Why the order matters when combining the datasets?

Hello everyone,

I’m on the second lesson of Data Cleaning Project Walkthrough where we have to implement different techniques to combine the datasets of NYC high schools.

Here’s the reference link where we have to merge multiple datasets with combined dataset.

In the instructions we emphasize keeping the following order while merging the datasets:

  • First, we merge the class_size dataset with the combined dataset
  • Then demographics with combined
  • Then survey with combined
  • And in the end, it is hs_directory with combined

I need to grasp the basic idea behind this logic.
I’ll appreciate your time.
Thank you!

Here is the screenshot referring to my question:

In the database, there are different tables. Each table has its own set of data.

We ask ourselves some question about “class size survey demographics”. In order to answer these question, you need to figure out what tables are required.

Working backwards, we figured out the main data table required, that is combined.

The final data needs additional data from

  • class_size,
  • demographics,
  • survey
  • hs_directory

Using LEFT JOIN because we want everything from combined data set. (Or RIGHT JOIN is also possible but you need to change the syntax).

Description below does not have the correct syntax but are used to explain the logic behind the merges.

A = (combined LEFT JOIN class_size)

Using LEFT JOIN because we want everything from combined table that may contains matched row from class_size or non-matched rows as NULL.

B = ( A LEFT JOIN demographics )

Keep building from A. Similar logic, because we want everything from previously build table A that may contains matched row from demographics or non-matched rows as NULL.

C = (B LEFT JOIN survey )

Keep building from B. Similar logic, because we want everything from previously build table B that may contains matched row from survey or non-matched rows as NULL.

D = (C LEFT JOIN hs_directory )

Keep building from C. Similar logic, because we want everything from previously build table C that may contains matched row from hs_directory or non-matched rows as NULL.

Why order matters?

The first merge matters the most because we determined combined table to build our data from. That is (combined LEFT JOIN other_table). other_table can be any table, but need to satisfy the JOIN ON condition where both tables performing the join has similar column(s).

The first merge matters the most because we determined combined table to build our data from.

The final results contains exact the number rows in combined table.

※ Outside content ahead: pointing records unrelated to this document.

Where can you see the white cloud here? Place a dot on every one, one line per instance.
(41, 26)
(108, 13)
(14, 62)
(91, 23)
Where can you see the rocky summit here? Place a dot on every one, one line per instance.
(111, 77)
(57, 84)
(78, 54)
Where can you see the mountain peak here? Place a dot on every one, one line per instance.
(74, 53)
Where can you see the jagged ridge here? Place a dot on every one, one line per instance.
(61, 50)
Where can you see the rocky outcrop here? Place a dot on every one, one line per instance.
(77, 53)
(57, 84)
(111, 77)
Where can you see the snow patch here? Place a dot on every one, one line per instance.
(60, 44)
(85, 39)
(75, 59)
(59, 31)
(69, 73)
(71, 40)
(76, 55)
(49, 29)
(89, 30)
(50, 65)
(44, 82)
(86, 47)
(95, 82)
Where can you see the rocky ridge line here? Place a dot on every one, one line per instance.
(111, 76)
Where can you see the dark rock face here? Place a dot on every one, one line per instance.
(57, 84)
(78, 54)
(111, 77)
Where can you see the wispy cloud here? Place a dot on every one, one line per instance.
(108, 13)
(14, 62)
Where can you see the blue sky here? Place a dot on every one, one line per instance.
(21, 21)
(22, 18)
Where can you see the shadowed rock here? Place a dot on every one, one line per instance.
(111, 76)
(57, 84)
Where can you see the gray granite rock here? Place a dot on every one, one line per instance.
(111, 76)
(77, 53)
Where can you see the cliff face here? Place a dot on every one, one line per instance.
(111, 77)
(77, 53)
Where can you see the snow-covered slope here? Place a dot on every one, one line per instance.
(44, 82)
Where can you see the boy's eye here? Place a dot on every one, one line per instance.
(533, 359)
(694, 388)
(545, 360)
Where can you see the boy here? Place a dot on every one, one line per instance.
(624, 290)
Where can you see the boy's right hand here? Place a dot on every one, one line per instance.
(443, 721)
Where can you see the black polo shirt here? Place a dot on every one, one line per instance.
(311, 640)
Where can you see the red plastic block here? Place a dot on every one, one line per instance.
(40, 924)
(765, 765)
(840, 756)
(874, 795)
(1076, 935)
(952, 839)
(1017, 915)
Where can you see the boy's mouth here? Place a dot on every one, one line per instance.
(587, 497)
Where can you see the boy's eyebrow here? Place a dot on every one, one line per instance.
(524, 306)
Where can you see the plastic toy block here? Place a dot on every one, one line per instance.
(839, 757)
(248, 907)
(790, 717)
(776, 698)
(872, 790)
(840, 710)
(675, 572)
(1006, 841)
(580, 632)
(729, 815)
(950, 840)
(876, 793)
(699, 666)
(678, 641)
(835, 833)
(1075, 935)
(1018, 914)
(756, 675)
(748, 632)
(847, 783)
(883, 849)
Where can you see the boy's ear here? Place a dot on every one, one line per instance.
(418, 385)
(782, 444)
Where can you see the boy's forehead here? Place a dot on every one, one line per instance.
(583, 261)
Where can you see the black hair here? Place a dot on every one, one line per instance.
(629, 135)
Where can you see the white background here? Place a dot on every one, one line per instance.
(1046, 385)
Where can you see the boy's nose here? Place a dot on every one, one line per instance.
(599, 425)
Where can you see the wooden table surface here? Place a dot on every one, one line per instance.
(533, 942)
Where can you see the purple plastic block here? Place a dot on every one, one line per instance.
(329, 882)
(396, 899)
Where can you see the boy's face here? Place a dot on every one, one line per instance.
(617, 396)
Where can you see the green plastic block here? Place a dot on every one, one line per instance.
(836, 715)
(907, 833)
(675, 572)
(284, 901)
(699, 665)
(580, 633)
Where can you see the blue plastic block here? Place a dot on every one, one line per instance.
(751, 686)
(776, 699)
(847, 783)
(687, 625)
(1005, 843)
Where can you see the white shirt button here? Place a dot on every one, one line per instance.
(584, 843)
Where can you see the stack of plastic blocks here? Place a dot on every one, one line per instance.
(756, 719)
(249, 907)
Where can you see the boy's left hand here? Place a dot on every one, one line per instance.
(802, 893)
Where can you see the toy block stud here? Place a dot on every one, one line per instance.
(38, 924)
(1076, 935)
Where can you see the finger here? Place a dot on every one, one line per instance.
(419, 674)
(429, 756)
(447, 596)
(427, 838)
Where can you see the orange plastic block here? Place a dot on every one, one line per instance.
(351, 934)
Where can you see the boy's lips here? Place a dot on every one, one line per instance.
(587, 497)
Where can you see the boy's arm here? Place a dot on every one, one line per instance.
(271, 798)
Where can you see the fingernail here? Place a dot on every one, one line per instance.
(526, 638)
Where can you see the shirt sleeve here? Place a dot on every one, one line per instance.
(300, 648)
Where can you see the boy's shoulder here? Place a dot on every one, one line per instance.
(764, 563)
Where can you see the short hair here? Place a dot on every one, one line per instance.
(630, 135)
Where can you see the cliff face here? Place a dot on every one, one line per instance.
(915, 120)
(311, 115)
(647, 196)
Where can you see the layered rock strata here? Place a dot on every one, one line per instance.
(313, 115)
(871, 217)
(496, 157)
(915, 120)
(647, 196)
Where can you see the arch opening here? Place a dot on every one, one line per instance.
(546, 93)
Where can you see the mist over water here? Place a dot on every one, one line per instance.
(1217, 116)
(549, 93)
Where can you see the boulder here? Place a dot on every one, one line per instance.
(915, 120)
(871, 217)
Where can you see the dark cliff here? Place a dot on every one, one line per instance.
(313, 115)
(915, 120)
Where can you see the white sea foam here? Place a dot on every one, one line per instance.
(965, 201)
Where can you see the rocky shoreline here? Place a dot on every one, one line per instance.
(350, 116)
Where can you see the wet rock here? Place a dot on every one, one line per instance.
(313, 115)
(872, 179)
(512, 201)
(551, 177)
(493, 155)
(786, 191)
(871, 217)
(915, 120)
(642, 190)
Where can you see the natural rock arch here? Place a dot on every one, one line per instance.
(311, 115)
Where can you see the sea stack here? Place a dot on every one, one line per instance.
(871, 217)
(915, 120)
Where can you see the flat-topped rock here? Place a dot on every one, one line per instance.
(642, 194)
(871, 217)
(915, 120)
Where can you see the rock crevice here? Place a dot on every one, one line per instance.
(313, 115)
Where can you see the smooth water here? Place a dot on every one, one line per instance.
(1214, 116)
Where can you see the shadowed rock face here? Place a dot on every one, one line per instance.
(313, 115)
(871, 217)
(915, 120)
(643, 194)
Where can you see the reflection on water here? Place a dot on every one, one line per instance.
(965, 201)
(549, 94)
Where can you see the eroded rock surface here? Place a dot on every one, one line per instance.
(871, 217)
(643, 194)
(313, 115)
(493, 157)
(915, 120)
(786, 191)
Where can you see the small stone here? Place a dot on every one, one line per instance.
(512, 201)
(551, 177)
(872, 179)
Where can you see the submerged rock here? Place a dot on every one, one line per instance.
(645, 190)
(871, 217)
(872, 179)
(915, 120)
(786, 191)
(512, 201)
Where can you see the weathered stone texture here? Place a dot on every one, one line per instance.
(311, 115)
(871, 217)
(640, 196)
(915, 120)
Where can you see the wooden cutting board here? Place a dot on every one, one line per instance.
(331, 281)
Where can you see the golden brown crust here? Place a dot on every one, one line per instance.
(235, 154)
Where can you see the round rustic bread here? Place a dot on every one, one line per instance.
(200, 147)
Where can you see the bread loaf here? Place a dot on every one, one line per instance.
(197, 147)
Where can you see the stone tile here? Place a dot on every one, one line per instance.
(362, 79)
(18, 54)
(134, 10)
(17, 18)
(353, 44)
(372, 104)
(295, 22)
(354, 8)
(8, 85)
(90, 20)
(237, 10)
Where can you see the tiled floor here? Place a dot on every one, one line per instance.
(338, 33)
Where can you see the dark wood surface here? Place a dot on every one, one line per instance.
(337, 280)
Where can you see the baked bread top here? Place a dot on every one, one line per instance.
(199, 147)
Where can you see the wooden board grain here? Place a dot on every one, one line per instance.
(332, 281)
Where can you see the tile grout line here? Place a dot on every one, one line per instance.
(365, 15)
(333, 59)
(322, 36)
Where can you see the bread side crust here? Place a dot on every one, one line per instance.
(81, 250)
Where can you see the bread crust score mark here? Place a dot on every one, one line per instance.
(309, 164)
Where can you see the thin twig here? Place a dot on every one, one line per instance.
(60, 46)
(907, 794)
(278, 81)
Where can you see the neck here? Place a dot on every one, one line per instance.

Thank you for the detailed explanation. My concern was, what if I change the order of the tables from (class_size, demographics, survey, hs_directory) to (hs_directory, survey, class_size, demographics) to merge with the combined, would that change the final result? And you’ve talked about it at the end of your explanation which clears my confusion that is (combined LEFT JOIN can be any table).

Thank you!

1 Like